Collecting and archiving tweets: a DataPool case study
Information presented to a user via Twitter is variously called a ‘stream’, that is, a constant flow of data passing the viewer or reader. Where the totality of information passing through Twitter at any moment is considered, the flow is often referred to as a ‘firehose’, in other words, a gushing torrent of information. Blink and you’ve missed it. But does this information have only momentary value or relevance? Is there additional value in collecting, storing and preserving these data?
A short report from the DataPool Project describes a small case study in archiving collected tweets by, and about, DataPool.

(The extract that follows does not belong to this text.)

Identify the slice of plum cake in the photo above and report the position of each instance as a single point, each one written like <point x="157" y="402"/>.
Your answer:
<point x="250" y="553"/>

It explains the constraints imposed by Twitter on the use of such collections, describes how a service for collections evolved within these constraints, and illustrates the practical issues and choices that resulted in an archived collection.
An EPrints application called Tweepository collects and presents tweets based on a user’s specified search term over a specified period of time (Figure 1). DataPool and researchers associated with the project were among early users of Tweepository using the app installed on a test repository. Collections were based on the project’s Twitter user name, other user names, and selected hashtags, from conferences or other events.
A dedicated institutional Tweepository was launched at the University of Southampton in late 2012. A packager tool enabled the ongoing test collections to be transferred to the supported Southampton Tweepository without a known break in service or collection.
For completeness as an exemplar data case study, given that institutional services such as Tweepository are as yet unavailable elsewhere, tweet collections were archived towards the end of the DataPool Project in March 2013. We used the provided export functions to create a packaged version of selected, completed collections for transfer to another repository at the university, ePrints Soton.
Attached to our archived tweet collections in ePrints Soton (see Figure 2) are:
- Reviewable PDF of the original Tweepository Web view (with some “tweets not shown…”)
- Reviewable PDF of complete tweet collection without data analysis, from HTML export format
- JSON Tweetstream* saved using the provided export tool
- Zip file* from the Packager tool
* reviewable only by the creator of the record or a repository administrator

Figure 2. File-level management in ePrints Soton, showing the series of files archived from Tweepository and Twitter
We have since added the zip archive of the Project’s Twitter account, downloaded directly from Twitter, spanning the whole period from opening the account in November 2011. This service only applies to the archive of a registered Twitter user, not the general search collections possible with Tweepository.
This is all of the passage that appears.